Like me, perhaps you also have heard enough and seen enough renditions about the Titanic disaster. This story is about the ship that played the Titanic in the Nazi-made movie about the undying legend.

The Cap Arcona was a large German luxury ocean liner, formerly of the Hamburg-South America line, and first launched in 1927. The 27,561 gross ton ship was named after Cape Arkona on the island of Rügen in Mecklenburg-Vorpommern. She was considered one of the most beautiful ships of the time, was the largest German ship on the South American run, and carried upper-class travelers and steerage-class emigrants, mostly to South America.

In 1940, the ship was taken over by the German Navy and used for the evacuation of Germans from East Prussia. These were dangerous journeys, as the Baltic Sea was heavily populated with Russian submarines and laden with mines. At least two other ships had already been sunk, with deaths in the tens of thousands. It has been recorded that prior to the Cap Arcona’s last journey, much of its machinery wearing down and on the verge of breakage, the captain shot himself rather than make the perilous voyage.

The Stage of a Ship

The good ship Cap Arcona apparently survived its last journey, was decommissioned, and sat in the Baltic port of Gotenhafen for a while.

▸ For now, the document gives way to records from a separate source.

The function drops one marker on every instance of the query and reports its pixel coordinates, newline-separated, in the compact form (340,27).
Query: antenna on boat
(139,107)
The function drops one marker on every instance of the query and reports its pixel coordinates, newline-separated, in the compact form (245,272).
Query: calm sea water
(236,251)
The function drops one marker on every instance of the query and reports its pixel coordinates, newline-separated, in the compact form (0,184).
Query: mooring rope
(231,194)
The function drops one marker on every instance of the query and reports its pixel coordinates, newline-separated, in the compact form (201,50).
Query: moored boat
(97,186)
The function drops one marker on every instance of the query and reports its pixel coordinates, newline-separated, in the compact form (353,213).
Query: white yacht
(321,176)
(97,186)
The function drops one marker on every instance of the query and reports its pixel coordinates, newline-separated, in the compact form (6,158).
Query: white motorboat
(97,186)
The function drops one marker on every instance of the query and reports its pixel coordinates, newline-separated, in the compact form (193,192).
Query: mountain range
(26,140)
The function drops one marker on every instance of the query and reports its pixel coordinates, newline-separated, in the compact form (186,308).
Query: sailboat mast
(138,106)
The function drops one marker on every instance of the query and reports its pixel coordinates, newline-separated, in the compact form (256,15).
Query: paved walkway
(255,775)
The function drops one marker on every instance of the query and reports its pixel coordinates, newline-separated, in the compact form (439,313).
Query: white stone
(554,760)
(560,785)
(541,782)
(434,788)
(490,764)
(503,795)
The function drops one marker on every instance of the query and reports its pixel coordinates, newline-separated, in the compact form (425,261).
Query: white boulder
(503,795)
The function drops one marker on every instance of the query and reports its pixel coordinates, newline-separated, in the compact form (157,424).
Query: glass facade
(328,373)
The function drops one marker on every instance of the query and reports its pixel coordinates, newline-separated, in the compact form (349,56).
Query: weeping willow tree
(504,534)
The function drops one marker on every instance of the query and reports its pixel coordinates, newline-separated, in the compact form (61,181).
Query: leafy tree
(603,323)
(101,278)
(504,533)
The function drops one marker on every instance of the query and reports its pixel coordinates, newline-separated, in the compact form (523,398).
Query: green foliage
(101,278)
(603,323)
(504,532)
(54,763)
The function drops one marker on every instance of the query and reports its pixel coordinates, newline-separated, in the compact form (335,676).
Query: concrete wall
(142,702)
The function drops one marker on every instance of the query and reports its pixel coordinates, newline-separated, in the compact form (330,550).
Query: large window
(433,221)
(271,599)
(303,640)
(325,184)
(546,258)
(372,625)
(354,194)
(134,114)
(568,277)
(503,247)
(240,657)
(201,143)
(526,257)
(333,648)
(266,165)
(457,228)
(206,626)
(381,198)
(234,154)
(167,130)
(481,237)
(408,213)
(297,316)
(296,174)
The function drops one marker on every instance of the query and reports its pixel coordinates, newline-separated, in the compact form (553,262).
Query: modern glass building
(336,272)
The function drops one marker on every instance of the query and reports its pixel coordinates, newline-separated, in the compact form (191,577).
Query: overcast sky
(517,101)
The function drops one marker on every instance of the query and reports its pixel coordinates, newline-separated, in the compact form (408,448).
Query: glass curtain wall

Some time in 1941 or ’42, a film was commissioned by Joseph Goebbels, the Propaganda Minister of Nazi Germany, to tell again the story of the Titanic, which had sunk in 1912. Such a film had already been released by the British in 1929, and in German, but this new endeavor was intended to show the superiority of German filmmaking and would also expose the fallibility of capitalism and glorify and honor Hitler’s agenda. It would feature an entirely fictional heroic German officer in the ship's crew, intended to demonstrate the superior bravery and selflessness of German men as compared to the British officers.

In his vision to make the film the grandest ever, he ordered the building of a replica ship with exact dimensions, aboard which most of the filming was done, at Gotenhafen. The ship that was refitted for this purpose was the SS Cap Arcona.

It is of note that, at a time when the country was immersed in an all out war, hundreds (perhaps thousands) of servicemen and officers were brought in as extras and consultants, and no expense was denied for this project.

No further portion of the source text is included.